Every year, peer countries like Australia, the Netherlands and even the U.K. are ranked higher than Canada, despite spending less than our health expenditures of 11.2 per cent of GDP or $8,119 per person.

How many patients with a reversible illness have seen their condition deteriorate to become chronic and irreversible because of these waits?

The Fraser Institute study is particularly damning. The median wait time between referral to a specialist by a general practitioner and receipt of treatment at 30 weeks is the longest in recorded history, up a staggering 222 per cent since 1993.

The Fraser study suggested that patients are waiting six weeks longer than physicians would consider to be clinically reasonable, and that the total number of procedures that people are waiting for is over 1.5 million.

A paper released this week by the same team at Fraser said patients could expect to wait 16.2 weeks for an MRI and 8.1 weeks for a CT scan, largely because Canada has far fewer machines than do other rich countries (for example, Canada has 14.6 CT scanners per million people; Australia has 78.5 units per million).

Even after the $46-billion extra injected into the health system under the accord signed between Ottawa and the provinces in 2023, six million Canadians still don’t have a family doctor.

That situation is unlikely to change soon, given that the number of medical school graduates has been stagnant for a decade — a decade in which the population of Canada has grown by five million people.

Wait times for radiation oncology and medical oncology are significantly shorter at less than five weeks.

But how many patients with a reversible illness have seen their condition deteriorate to become chronic and irreversible because of these waits?

How much pain, mental anguish and death could have been avoided if the system were more efficient?

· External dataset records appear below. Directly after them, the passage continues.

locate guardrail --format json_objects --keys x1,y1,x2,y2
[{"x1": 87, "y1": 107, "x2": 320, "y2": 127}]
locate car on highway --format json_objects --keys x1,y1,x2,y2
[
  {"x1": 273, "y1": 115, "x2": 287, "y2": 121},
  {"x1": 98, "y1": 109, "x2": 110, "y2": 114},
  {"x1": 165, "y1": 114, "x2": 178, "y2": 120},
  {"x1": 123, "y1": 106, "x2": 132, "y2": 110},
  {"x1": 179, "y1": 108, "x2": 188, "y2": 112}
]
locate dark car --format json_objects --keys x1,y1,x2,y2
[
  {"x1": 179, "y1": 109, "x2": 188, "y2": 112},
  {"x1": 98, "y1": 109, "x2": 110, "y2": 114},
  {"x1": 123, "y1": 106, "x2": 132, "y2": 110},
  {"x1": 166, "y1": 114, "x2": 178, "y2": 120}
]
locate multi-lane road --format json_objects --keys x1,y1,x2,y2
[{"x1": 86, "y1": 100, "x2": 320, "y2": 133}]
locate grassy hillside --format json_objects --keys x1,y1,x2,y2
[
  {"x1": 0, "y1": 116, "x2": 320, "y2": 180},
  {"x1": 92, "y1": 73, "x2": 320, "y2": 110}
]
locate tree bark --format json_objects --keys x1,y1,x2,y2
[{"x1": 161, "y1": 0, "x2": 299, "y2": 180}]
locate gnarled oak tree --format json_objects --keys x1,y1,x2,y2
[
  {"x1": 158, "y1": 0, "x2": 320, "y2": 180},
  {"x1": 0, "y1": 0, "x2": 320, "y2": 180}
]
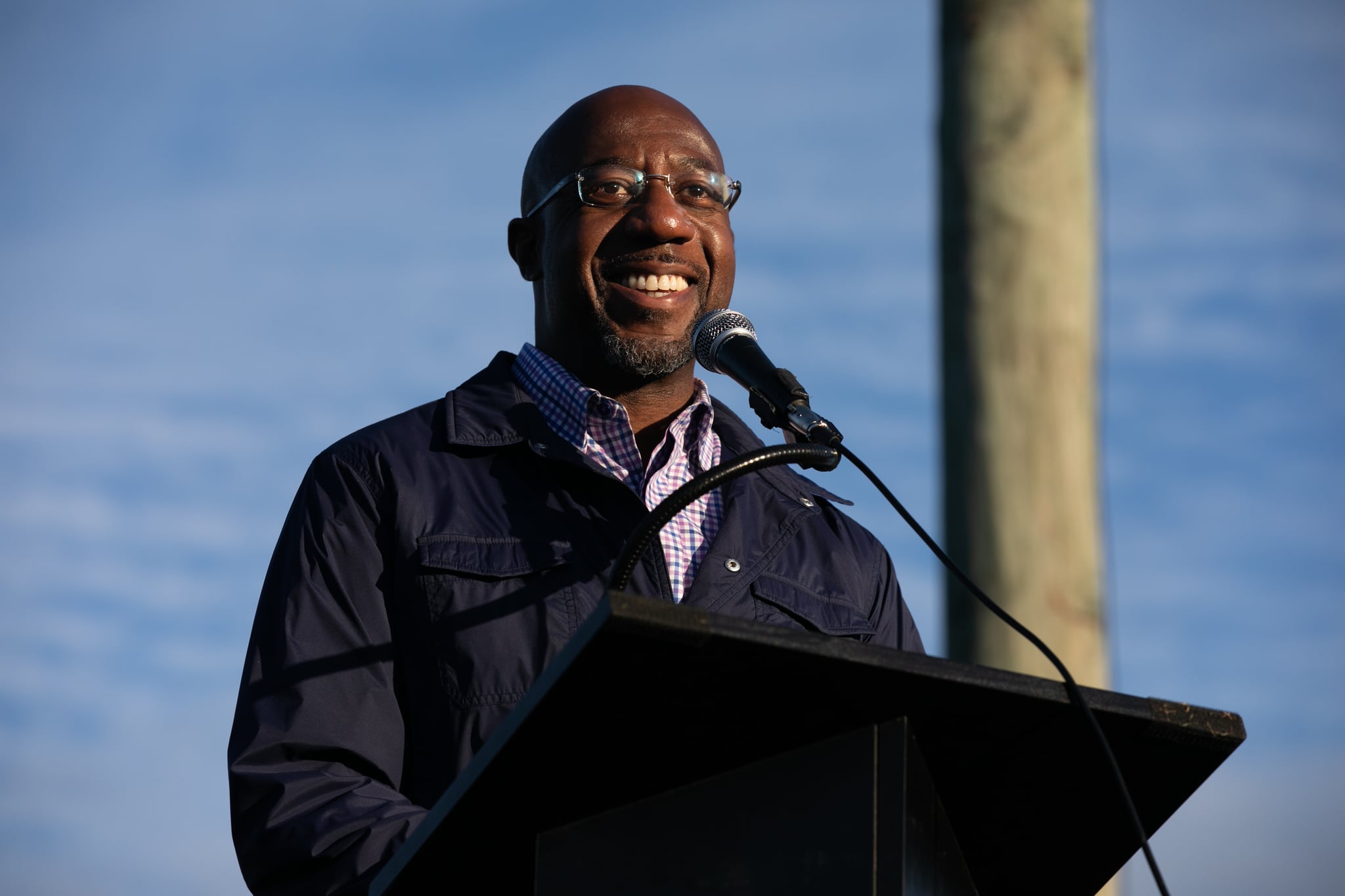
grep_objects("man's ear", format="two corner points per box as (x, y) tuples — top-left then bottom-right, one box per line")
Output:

Canadians have seen this degradation of service and are not happy. They may not be rushing into Trump’s arms but a Navigator survey from last fall indicated three-quarters of respondents believe the status quo is no longer acceptable and they want to see major reforms. Two-thirds said they have experienced unreasonable waits, and eight in 10 support more private-sector involvement in a publicly funded system. The consensus is that innovation, rather than more funding, is required.

If the answers are not found in the U.S., there may be lessons to be learned from the Netherlands, consistently ranked as a top-three global health performer.

The Netherlands offers universal access but citizens are required to purchase private insurance in a regulated, competitive marketplace. Competition between providers is also regulated.

Insurers are obliged to accept all applicants and charge their policyholders the same monthly fee for coverage, regardless of pre-existing conditions.

The system is designed to put a strong emphasis on primary care that offers delivery at the lowest appropriate level to free up resources for more complex cases.

The Dutch are clearly doing something right. An OECD study suggested 83 per cent of the population was satisfied with the system in 2022.

That compared with just 56 per cent in Canada, down 13 percentage points from just five years earlier.

The lack of access to care in this country is Canada’s disgrace and the system needs some shock treatment to fix it.